Densho Digital Archive
Manzanar National Historic Site Collection
Title: Joyce Okazaki Interview II
Narrator: Joyce Okazaki
Interviewer: Kristen Luetkemeier
Location: Santa Ana, California
Date: December 12, 2013
Densho ID: denshovh-ojoyce-02-0009

<Begin Segment 9>

KL: Your father had an operation, I think, in the Manzanar hospital?

JO: Yes, uh-huh.

KL: Would you tell us about that?

JO: He had a hernia operation, and I remember he told me he had to go to the hospital and be there for a while. I can't remember his doctor's name. I would recognize if I saw it in print, but I don't remember.

KL: When was it?

JO: This was probably in, sometime in 1943, I would think. Because he went to pick potatoes in the fall of '43, oh, the summer of '43, I guess, whenever potatoes are harvested. And then he sent us the dresses, and then Ansel Adams came, we wore the dresses.

KL: So he had the operation before he went?

JO: It could have been before, it could have been after. I think it might have been after, only because after doing this strenuous work, he hurt himself.

KL: But your aunt and your husband were already gone?

JO: Oh, yes, they were already gone. In fact, they didn't stay in camp very long at all, as you know. They were gone by December of 1942.

KL: What did she tell you, or did she, about what it was like to set up that hospital and what the dynamic was like among the staff?

JO: Well, it's only what I read, she said they didn't have anything. Even when she set it up, there still wasn't enough, because there was no money to buy the needed equipment and things like that.

KL: Did your dad give any reviews of his care there or his time there?

JO: No, but he had good care. He had to stay for two weeks, though, for an operation. And so we missed him. We went to the hospital, my mother took us to the hospital outside his room, and we yelled through the window to talk to him, because we couldn't go in, we were too young. In those days, they didn't let young people into the hospital.

KL: So you yelled from outside?

JO: To talk to him right by his window where he was.

KL: Was that allowed, did anybody care?

JO: Nobody. That was allowed. Well, we didn't... it wasn't that loud. And he was right there, but we couldn't see him because the window was up high, I think, so we couldn't see him.

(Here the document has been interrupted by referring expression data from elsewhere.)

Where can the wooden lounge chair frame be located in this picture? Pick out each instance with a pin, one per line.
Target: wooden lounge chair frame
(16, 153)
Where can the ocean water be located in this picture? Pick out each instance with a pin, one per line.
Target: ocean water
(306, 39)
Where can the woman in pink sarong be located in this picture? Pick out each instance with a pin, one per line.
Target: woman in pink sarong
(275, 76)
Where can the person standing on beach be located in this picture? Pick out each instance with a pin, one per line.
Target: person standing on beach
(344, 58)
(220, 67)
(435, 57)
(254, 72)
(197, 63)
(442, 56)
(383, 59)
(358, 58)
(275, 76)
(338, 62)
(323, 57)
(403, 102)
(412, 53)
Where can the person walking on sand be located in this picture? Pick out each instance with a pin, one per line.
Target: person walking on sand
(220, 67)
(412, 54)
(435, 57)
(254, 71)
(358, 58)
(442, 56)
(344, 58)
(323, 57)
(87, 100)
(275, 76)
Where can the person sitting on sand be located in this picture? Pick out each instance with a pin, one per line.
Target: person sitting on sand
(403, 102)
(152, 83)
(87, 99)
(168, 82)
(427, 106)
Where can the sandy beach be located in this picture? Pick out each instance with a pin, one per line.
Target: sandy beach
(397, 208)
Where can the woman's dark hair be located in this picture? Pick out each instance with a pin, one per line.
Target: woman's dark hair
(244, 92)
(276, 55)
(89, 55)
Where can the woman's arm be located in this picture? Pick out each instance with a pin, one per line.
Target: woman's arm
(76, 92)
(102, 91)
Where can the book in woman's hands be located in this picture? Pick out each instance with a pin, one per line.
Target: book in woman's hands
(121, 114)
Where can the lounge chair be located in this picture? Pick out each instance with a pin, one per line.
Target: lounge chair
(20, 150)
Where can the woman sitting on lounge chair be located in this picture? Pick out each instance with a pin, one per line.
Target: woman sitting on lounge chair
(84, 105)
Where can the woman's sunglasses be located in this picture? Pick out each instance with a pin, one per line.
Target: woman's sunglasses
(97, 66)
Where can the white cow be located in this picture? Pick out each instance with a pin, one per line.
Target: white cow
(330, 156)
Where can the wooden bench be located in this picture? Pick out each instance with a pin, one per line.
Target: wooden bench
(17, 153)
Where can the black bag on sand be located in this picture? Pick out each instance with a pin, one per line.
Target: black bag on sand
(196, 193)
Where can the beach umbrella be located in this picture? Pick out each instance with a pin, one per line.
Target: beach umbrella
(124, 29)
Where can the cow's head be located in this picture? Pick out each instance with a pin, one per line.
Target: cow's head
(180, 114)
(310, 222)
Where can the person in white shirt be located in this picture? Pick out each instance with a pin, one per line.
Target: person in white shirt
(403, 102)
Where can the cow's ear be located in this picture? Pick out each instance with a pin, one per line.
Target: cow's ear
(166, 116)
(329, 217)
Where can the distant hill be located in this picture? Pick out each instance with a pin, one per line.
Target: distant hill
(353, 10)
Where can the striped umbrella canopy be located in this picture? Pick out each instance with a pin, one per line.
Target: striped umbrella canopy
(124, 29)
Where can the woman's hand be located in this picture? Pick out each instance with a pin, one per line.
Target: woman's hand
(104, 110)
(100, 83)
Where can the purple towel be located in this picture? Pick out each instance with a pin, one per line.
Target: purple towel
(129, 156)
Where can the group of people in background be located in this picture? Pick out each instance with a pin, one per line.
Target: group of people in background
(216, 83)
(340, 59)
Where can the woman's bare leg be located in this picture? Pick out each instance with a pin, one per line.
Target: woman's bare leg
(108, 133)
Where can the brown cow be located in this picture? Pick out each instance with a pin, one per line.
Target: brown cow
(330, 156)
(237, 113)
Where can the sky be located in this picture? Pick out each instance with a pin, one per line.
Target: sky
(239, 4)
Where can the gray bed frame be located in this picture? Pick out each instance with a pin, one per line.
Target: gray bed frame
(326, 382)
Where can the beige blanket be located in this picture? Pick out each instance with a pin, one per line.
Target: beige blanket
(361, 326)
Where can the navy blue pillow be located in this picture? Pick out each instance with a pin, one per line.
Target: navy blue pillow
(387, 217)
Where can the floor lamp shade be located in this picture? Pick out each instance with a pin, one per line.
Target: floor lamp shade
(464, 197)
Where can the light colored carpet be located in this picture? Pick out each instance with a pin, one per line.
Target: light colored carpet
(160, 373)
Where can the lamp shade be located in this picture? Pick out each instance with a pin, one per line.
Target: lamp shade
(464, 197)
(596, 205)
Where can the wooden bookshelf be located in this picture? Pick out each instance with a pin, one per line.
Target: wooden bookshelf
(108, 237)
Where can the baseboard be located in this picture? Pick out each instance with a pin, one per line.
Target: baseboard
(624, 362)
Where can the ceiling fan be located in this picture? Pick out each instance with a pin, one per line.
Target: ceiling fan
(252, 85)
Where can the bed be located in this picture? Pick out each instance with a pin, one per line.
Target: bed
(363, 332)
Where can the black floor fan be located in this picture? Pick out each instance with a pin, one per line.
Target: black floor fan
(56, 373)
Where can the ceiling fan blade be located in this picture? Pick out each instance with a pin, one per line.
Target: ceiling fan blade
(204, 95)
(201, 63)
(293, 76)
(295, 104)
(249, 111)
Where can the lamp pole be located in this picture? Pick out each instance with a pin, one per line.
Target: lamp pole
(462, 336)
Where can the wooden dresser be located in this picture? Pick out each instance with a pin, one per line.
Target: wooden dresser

KL: Your aunt, I think, had two babies in Manzanar, two if I have that right, Kimiko (Hasegawa)?

JO: Yes.

KL: Do you remember that, or what did she say about that?

JO: Yeah, I remember when she had the babies, Jeanene and Arlene. We loved it because... well, we were able to go and see her and feed them, I was able to feed them. Actually, I didn't do it because I was too young. Arlene was born, let's see... Jeanene was born in '43, January of '43, she lives in the valley. They have nothing, they will have nothing to do with Manzanar. They don't want to know anything about it, don't want to see any pictures about it. Arlene was born a year and a half later, I guess, so that must have been '44. I don't remember what her birthday is, it must have been in the fall. See, we had left in August of '44, so it might be that she was born after that, I don't really know. Anyway, they quickly moved to Chicago, because we moved to Chicago, they moved to Chicago also.

KL: Did she ever say anything about the Manzanar hospital or quality of care, or what it was like to give birth? Those were her first babies.

JO: I didn't hear anything from my aunt Kimi about it. She was not one to complain about anything, everything was just, she was a very positive, upbeat person, happy, so she didn't say anything.